# What's the difference between a normal Rubik's Cube and a 25th Anniversary cube?



## CuberDude (Jul 21, 2009)

I've seen some people using a Rubik's 25th Anniversay cube as their main speedcube. (like Thrawst).
I'm pretty interested in that cube because some people said that it's better than the regular ones. But what are the differences? I know it has silver stickers instead of white and has a special logo on it.


----------



## janelle (Jul 21, 2009)

http://www.speedsolving.com/forum/showthread.php?t=7144
http://www.speedsolving.com/forum/showthread.php?t=1786

Look through these. I personally have one and it's awesome. It turns pretty fast and looks cool. But the stickers wore off :c Oh well. But compared to other store bought cubes this one is good. I haven't had a DIY cube yet so I can't really tell you if it's better. But I'm not really sure you can get them in stores anymore, but I might be wrong.


----------



## d_sprink (Aug 10, 2009)

One word: Quality.

Mine had white stickers, but it's my main speedcube (textured tiles now) and I wouldn't trade it for anything else. It's just better quality. Turns really smoothly, never pops (maybe 5 times in the last 4 years)... what more could you ask for?


----------



## Deleted member 2864 (Aug 10, 2009)

Exactly what D sprink said =D 

I'm pretty sure it also comes with a silver side too.


----------



## Ton (Aug 10, 2009)

CuberDude said:


> I've seen some people using a Rubik's 25th Anniversay cube as their main speedcube. (like Thrawst).
> I'm pretty interested in that cube because some people said that it's better than the regular ones. But what are the differences? I know it has silver stickers instead of white and has a special logo on it.
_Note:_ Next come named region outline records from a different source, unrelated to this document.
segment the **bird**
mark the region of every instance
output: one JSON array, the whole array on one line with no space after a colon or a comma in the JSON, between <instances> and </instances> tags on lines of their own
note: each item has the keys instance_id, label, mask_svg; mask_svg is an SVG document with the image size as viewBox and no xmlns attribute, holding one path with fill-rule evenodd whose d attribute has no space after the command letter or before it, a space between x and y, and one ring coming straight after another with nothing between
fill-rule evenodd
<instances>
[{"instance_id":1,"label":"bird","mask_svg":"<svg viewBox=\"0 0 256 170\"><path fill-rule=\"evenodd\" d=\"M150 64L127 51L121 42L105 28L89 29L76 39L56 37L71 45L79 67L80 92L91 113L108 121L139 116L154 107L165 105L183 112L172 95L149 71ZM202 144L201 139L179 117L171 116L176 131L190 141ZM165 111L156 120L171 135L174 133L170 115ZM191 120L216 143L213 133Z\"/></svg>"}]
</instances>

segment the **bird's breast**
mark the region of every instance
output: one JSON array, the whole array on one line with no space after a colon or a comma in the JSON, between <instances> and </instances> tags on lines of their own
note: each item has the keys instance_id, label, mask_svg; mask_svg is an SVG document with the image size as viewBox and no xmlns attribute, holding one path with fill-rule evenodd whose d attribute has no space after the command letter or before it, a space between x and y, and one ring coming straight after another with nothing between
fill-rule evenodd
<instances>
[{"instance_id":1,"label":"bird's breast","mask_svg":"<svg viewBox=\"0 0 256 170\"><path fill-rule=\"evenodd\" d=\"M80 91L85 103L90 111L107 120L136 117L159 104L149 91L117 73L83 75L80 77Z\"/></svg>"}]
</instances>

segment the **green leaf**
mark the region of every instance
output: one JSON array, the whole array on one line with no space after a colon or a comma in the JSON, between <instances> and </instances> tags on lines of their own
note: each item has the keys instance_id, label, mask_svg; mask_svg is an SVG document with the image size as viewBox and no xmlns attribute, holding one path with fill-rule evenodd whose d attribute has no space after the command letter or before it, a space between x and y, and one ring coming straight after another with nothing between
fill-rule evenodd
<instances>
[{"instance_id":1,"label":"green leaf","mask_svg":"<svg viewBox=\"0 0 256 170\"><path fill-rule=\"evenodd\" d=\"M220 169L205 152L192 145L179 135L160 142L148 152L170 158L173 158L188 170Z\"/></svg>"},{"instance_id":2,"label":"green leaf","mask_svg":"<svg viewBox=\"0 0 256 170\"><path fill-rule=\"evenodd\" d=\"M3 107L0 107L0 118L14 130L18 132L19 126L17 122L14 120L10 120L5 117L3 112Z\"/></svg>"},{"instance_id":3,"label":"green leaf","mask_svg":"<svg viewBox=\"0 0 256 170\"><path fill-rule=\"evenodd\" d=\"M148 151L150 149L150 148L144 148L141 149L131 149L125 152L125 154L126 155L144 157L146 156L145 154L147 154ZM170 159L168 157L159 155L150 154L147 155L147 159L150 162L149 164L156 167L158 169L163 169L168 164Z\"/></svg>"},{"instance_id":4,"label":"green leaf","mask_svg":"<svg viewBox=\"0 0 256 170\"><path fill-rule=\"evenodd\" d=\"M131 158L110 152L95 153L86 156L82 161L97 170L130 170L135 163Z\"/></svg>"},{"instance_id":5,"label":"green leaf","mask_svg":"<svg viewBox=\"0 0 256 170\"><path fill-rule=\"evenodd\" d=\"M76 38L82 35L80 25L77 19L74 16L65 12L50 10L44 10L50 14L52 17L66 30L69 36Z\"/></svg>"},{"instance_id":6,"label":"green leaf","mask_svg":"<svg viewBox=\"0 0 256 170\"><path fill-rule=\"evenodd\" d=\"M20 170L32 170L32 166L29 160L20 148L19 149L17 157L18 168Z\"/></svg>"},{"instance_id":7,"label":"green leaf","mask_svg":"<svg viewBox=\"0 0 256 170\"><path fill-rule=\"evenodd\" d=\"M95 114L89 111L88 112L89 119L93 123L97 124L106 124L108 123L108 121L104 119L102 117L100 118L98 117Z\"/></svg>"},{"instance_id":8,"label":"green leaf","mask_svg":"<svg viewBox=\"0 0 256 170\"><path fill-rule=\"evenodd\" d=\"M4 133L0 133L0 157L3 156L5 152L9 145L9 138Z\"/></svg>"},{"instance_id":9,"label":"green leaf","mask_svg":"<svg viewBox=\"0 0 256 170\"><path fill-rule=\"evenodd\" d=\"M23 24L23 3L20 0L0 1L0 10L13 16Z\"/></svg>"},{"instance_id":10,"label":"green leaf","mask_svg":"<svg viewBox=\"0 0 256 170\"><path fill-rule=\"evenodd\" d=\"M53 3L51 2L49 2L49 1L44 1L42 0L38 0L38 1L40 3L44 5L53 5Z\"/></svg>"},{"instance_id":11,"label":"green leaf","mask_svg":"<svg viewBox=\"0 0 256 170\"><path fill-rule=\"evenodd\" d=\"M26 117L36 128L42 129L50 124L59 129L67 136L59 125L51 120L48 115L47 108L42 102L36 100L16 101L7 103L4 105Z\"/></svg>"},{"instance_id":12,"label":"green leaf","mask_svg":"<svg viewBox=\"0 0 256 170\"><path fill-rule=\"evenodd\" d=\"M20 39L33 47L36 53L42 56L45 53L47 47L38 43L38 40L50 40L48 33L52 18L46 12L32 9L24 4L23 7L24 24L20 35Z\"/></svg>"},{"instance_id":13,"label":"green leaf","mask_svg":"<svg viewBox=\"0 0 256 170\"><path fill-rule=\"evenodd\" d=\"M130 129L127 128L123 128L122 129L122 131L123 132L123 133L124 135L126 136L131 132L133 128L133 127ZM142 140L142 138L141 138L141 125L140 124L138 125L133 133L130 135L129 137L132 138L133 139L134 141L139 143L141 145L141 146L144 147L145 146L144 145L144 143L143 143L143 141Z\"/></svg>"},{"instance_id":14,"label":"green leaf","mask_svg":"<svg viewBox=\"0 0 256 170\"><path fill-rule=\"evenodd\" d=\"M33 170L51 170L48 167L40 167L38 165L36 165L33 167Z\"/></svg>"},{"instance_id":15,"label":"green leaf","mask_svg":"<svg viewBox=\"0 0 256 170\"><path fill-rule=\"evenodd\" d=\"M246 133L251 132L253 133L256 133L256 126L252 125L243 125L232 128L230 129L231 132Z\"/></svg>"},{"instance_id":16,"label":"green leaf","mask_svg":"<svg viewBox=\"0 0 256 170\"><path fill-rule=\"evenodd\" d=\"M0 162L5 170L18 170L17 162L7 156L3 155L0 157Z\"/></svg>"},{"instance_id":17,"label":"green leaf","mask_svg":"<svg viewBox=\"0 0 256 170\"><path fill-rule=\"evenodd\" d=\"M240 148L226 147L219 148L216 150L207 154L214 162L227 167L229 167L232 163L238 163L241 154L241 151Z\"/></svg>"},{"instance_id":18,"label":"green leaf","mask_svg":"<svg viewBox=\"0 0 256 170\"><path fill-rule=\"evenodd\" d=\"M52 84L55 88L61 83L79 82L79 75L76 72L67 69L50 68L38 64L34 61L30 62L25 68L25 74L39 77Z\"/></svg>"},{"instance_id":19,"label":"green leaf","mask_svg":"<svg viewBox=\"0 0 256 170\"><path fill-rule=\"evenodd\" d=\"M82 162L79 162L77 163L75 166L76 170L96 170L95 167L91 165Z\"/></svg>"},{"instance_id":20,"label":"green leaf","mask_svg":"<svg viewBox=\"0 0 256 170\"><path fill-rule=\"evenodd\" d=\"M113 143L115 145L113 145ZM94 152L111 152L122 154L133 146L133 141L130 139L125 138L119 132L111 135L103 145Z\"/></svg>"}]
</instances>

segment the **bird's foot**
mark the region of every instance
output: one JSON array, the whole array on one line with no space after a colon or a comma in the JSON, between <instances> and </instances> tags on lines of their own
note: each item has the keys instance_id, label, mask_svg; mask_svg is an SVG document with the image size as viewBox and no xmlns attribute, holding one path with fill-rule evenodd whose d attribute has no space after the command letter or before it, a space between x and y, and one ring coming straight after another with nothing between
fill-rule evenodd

The 25th Anniversay cube is the same as any cube in the hexagon Packing , which using a different mold. They cubes in hexagon are better for speedcubing as before. The silver sticker cube insteqad of white is the Wallmarkt cube or the one from Disney. The Rubik in the hexagon packing has white stickers, with logo


----------



## how-to-solve-a-rubix (Aug 11, 2009)

well it`s mucg faster to scramble.
but personally i think they made this addition just to promote the cubes and not because there is something new to it


----------



## Me (Aug 11, 2009)

how-to-solve-a-rubix said:


> well it`s much faster to scramble.
> but personally i think they made this addition just to promote the cubes and not because there is something new to it



I agree, I feel that there really is no great difference between the cubes except perhaps a slightly different manufacturing process that enables the cubes to be faster out of the box. Mine is so worn down at this point that I can't really examine it to find differences.


----------